Senyum culas mengembang di sudut bibir Heksa. Sontak ia berjongkok, memungut selembar kertas yang berisi penuh tulisan itu, lalu dilipat menjadi empat bagian.
Dan adegan klimaksnya, dimasukkan kertas tugas Pijar ke saku seragamnya.

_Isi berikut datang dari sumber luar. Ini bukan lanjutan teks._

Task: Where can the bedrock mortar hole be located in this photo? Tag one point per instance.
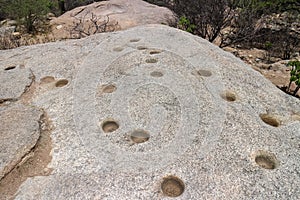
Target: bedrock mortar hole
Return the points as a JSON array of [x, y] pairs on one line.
[[10, 68], [155, 52], [109, 126], [141, 48], [270, 120], [118, 49], [228, 96], [61, 83], [266, 160], [134, 40], [151, 60], [139, 136], [156, 74], [204, 73], [172, 186], [109, 88]]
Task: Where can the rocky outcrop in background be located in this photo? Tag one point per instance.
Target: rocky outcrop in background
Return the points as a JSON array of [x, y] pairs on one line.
[[151, 112]]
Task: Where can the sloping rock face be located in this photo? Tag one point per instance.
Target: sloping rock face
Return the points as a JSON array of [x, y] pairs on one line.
[[109, 16], [152, 113], [19, 132]]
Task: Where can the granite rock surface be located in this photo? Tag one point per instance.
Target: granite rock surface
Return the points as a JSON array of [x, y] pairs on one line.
[[157, 113]]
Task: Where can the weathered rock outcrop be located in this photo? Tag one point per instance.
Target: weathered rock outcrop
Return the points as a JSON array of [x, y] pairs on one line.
[[108, 16], [154, 112]]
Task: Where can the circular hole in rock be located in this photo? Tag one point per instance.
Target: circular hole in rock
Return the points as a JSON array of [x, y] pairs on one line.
[[61, 83], [155, 52], [10, 68], [109, 126], [141, 48], [118, 49], [156, 74], [266, 160], [172, 186], [47, 79], [151, 60], [139, 136], [205, 73], [134, 40], [229, 96], [270, 119], [109, 88]]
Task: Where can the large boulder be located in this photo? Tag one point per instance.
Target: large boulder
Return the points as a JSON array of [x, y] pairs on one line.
[[154, 112], [109, 16]]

"Itu di kanan lo, Zom." Sok-sokan Heksa menunjuk ke sembarang arah, memberi aba-aba pada Pijar.
"SURPRISE!"
"Happy Birthday To You..."
"Happy Birthday To You..."
Tangan Pijar mendadak kaku. Tumpukan kertas yang berhasil ia kumpulkan, jatuh dan menyebar di bawahnya. Ia mendongak, mendapati murid-murid kelas satu berbondong-bondong keluar kelas bersamaan.

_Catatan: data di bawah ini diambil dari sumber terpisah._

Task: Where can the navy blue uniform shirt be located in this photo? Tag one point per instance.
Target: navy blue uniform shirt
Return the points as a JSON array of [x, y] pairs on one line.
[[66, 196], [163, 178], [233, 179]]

Mereka menhampiri sosok cewek berambut pendek yang tampak terkejut begitu kedatangannya disambut heboh teman-temannya.
"Bela?" Pijar menggumam lirih. "Itu Bela, kan? Anak IA?"
Mata Pijar menyipit. Deretan angka di atas kepala Bela, samar-samar mulai terlihat.
Sedetik,
Dua detik,
Sepuluh detik, Pijar masih menunggu. Matanya mengerjap-ngerjap.
Buram, tulisannya benar-benar tidak jelas.
Ini mata gue jadi minus apa gimana, sih?
"Woy!" Heksa menyadarkan lamunan Pijar dengan suara cemprengnya. "Lo liatin apaan, sih? Nggak mungkin ada cowok ganteng lewat, kan? Orang gue ada di sini."
Pijar diam saja. Ia menoleh dan mendapati Andre beserta Willy datang menuruni anak tangga.
"Lo pasti ganggu Pijar lagi, ya?" Andre mengetuk kepala Heksa dengan gulungan kertas.
Heksa melengos. Masih kesal dengan kejadian semalam.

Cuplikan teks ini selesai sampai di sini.